The Current Table by Dutch design studio Caventou uses solar-integrated glass to generate energy from light in a process similar to photosynthesis.

The surface of the Current Table by Dutch design studio Caventou uses integrated solar cells to create electricity from light, just like photosynthesis. The table uses dye-sensitised solar cells that use colour to create an electrical current in a similar way to a plant using chlorophyll to turn sunlight into energy during photosynthesis.  

Unlike traditional solar cells that need direct sunlight, the Current Table is the first piece of furniture that can harvest energy indoors using even diffused sunlight to charge its battery. 

The table needs no cables or connection to the mains, is self sufficient and can charge your devices. A USB point with a simple light display shows the user how much charge is left in the table.  

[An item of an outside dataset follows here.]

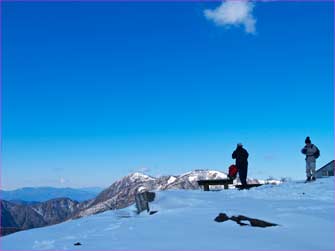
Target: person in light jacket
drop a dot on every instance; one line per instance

Dutch designer and RCA graduate Marjan van Aubel founded Caventou in 2015. Van Aubel found that the orange colour worked more efficiently on the solar glass than green. Since the launch of the table, van Aubel has also launched the solar integrated windows. 

The sun provides enough energy in a single day to power all the electrical devices on earth for a year. The problems of how to capture, store and transport that natural energy are still major hurdles that designers are trying to solve. 

The Current Table was on display at the V&A Museum in London as part of London Design Festival 2016.